Situé à quelques kilomètres de Toulouse, dans la belle région Gersoise, le golf Las Martines ne dispose que de 9 trous mais permet d'améliorer son jeu sans se ruiner (16 € et des brouettes les 9 trous). Le club house se trouve dans une vieille maison en briques magnifique et l'aire de putting devant une grange ancienne. Les arbres alentours sont impressionnants et la terrasse ombragée est un lieu privilégié pour boire un verre après une partie.

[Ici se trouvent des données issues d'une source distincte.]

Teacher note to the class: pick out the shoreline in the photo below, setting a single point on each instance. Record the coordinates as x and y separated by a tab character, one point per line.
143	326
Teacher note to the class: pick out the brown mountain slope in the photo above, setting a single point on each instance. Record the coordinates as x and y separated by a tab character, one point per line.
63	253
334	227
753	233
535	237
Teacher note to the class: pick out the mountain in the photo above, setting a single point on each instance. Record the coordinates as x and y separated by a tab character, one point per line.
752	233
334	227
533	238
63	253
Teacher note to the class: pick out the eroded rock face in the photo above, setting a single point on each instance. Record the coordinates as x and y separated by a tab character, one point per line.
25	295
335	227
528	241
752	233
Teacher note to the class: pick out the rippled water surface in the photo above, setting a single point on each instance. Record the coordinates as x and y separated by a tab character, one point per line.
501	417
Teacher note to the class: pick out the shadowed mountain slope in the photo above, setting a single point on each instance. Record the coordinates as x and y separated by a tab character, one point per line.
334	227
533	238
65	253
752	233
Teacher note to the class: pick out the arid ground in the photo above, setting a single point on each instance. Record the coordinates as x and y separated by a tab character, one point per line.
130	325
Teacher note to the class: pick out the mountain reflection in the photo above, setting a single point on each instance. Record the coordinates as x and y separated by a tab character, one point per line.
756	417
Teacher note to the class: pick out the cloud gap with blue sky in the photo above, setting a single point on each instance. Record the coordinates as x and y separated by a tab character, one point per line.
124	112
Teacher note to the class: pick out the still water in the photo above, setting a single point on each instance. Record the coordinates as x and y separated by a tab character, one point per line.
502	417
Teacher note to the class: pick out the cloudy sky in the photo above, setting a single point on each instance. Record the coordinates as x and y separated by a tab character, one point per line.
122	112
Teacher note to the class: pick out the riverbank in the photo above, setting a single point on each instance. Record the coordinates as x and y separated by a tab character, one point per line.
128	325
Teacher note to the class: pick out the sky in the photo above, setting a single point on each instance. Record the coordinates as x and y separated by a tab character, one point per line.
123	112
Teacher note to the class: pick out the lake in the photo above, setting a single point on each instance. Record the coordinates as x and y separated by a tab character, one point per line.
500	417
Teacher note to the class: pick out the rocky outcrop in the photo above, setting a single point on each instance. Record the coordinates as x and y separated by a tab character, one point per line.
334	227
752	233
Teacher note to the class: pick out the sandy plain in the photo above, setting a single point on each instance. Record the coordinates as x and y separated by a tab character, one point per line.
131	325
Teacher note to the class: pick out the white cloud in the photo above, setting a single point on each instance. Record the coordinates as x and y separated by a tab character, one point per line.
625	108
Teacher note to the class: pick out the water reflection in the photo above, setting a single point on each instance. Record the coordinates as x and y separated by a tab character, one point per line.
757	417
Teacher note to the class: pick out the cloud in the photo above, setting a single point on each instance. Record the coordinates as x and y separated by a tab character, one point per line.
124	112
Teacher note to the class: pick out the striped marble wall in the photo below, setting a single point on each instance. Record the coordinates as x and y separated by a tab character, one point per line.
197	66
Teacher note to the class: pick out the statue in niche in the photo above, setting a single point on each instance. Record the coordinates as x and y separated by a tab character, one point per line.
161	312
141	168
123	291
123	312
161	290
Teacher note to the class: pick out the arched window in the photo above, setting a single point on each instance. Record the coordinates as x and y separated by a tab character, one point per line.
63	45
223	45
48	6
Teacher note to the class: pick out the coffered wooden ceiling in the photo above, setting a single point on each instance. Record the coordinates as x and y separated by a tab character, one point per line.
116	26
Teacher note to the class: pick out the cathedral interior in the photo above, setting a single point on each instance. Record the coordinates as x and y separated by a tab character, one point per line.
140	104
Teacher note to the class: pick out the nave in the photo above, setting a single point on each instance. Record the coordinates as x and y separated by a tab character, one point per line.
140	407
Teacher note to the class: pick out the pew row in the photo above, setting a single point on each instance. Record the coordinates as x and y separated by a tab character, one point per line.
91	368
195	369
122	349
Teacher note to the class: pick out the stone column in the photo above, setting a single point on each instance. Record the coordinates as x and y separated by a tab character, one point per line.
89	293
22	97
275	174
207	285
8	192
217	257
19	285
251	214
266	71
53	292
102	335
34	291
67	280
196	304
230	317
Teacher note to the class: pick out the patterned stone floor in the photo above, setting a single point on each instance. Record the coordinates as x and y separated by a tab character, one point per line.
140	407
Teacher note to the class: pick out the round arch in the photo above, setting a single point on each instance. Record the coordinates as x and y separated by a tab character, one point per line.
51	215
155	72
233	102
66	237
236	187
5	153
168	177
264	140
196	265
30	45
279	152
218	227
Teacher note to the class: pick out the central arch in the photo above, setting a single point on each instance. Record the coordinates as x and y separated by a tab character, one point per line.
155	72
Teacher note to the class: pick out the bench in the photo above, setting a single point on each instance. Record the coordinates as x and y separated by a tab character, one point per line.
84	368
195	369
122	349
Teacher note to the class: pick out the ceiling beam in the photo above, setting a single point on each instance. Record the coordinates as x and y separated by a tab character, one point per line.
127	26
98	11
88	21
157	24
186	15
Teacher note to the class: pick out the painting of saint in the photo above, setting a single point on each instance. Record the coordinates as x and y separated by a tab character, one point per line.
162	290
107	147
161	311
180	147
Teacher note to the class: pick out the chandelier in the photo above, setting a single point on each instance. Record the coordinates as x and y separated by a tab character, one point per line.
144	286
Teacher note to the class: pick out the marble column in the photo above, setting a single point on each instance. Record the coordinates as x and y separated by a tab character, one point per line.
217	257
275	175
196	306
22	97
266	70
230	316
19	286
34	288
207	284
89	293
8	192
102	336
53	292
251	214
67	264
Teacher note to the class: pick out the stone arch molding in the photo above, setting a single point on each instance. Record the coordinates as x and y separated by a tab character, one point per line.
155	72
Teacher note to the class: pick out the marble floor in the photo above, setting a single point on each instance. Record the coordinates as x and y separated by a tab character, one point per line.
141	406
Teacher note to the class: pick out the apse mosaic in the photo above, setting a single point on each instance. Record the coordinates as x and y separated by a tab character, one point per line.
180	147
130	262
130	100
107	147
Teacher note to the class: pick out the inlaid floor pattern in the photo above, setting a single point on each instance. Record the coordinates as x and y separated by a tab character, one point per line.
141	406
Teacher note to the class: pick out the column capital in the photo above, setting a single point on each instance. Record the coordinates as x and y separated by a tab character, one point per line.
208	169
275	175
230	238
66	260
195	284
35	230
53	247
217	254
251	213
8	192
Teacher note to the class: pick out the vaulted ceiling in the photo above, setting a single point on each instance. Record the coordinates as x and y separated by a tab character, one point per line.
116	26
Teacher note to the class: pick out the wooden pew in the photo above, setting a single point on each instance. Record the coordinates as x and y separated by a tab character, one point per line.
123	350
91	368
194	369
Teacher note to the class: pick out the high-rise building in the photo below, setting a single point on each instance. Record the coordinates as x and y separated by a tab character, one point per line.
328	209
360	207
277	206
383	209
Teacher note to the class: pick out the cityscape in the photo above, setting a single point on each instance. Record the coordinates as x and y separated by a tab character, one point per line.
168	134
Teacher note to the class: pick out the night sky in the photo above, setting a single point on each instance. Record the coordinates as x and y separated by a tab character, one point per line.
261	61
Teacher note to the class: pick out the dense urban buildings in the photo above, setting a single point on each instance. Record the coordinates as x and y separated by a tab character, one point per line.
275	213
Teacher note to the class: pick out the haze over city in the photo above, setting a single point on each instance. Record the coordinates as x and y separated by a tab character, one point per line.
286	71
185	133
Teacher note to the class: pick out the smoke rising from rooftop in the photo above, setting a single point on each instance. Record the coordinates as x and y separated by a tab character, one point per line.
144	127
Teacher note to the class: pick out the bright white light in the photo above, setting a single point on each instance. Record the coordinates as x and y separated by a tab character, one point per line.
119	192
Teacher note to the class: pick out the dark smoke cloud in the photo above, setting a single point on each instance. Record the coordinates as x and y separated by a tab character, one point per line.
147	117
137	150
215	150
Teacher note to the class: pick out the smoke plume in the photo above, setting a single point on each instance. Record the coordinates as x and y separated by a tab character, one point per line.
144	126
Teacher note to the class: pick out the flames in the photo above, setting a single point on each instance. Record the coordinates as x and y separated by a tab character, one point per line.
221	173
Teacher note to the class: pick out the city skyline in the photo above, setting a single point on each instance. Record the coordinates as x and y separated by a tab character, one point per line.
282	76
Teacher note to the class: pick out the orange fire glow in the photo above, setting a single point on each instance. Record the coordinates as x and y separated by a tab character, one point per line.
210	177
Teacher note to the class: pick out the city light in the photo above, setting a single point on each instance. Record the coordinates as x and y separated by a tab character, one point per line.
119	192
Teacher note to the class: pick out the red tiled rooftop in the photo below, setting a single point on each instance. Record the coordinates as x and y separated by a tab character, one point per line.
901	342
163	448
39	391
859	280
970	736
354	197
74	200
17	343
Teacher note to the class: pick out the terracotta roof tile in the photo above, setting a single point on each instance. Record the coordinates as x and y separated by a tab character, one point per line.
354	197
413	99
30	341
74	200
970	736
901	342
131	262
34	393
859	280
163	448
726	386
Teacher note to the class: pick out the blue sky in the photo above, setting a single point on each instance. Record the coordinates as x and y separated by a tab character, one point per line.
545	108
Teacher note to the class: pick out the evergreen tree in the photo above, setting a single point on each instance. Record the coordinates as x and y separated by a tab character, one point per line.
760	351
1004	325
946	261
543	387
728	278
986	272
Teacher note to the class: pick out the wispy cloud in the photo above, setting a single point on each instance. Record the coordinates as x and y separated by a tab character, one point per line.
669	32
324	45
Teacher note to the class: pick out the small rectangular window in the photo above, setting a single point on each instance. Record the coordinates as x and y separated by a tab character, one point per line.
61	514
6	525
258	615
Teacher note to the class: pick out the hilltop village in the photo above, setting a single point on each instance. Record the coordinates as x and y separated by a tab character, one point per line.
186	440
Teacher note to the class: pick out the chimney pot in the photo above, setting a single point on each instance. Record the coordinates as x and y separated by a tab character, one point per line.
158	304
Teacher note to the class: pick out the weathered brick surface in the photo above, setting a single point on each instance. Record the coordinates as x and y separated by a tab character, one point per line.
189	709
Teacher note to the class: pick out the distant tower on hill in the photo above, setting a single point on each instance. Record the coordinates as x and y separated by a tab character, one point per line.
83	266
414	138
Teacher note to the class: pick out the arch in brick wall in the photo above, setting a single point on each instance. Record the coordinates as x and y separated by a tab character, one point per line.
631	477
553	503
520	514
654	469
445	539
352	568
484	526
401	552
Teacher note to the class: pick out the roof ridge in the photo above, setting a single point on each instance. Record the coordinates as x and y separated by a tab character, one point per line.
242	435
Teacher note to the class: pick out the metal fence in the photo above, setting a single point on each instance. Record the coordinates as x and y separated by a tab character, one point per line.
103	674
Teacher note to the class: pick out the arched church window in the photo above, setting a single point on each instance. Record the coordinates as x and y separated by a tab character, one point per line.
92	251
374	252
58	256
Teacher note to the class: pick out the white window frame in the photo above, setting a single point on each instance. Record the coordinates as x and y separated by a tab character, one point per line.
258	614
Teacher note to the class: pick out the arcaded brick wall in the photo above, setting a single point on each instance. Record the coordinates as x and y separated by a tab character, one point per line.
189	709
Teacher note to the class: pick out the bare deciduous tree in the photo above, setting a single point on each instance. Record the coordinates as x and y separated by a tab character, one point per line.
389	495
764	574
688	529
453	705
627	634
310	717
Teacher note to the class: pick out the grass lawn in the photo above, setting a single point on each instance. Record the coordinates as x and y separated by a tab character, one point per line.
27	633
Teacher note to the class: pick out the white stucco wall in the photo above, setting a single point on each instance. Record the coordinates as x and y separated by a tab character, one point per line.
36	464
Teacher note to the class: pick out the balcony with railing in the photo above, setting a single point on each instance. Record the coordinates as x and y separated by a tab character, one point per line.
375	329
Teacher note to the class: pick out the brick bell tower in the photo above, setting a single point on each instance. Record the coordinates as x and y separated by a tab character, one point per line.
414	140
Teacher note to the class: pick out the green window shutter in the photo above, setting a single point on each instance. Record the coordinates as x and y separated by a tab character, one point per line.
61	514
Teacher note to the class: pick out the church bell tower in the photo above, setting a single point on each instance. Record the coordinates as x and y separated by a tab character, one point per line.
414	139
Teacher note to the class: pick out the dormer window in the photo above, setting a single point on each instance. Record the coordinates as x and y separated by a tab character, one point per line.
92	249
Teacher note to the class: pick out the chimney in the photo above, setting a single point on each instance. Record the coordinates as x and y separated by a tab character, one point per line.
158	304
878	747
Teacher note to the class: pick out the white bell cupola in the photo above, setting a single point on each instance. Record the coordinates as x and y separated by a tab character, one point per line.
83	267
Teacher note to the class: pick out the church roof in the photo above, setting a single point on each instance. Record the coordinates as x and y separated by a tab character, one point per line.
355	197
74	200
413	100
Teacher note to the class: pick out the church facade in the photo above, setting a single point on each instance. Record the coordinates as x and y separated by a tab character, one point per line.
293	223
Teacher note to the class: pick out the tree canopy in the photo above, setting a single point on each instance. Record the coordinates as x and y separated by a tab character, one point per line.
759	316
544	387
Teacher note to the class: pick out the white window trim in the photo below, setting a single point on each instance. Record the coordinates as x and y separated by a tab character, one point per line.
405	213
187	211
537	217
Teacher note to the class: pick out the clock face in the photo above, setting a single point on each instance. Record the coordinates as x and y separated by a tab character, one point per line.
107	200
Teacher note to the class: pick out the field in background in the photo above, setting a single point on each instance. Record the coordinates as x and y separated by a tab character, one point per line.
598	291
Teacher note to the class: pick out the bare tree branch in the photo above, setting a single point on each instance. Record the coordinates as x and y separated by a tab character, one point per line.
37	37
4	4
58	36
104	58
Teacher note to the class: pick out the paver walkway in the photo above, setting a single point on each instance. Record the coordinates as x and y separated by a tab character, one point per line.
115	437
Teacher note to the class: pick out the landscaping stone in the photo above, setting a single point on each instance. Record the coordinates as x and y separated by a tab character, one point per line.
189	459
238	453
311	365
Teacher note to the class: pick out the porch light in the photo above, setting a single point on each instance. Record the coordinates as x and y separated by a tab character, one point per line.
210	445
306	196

Le practice est original. Les joueurs s'entraînent à taper directement dans le lac qui ne dépasse pas les 200 mètres, les grands “cogneurs” devront donc s'abstenir de taper trop fort.

Le parcours. C'est là que le bât blesse. Beaucoup de laisser-aller, les trous sont mal entretenus avec la poussée de mauvaises herbes sur le parcours et des fissures dans le sol de plusieurs centimètres de large dû à un sol argileux. Les plans d'eaux sont asséchés et ont une odeur de vase prononcée (si vous regardez de plus près, vous remarquerez que le lac s'est transformé en véritable cimetière à écrevisses). Paradoxe, les parcours sont secs mais certains endroits sont pourtant spongieux comme les greens qui sont beaucoup trop arrosés. Quand on marche dessus, la trace des chaussures reste apparente. Sur d'autres greens, la hauteur de l'herbe n'est pas toujours homogène et sur certains on joue carrément sur de la terre battue.
Petite anecdote pour la route. Nous sommes passés sur le départ n°1 avec notre caddy par erreur. Nous nous sommes tout de suite fait tirés les bretelles par un des employés du golf. Nous sommes désolés, mais le parcours est tellement mal entretenu qu'il n'est pas évident de discerner les départs, du parcours et du green.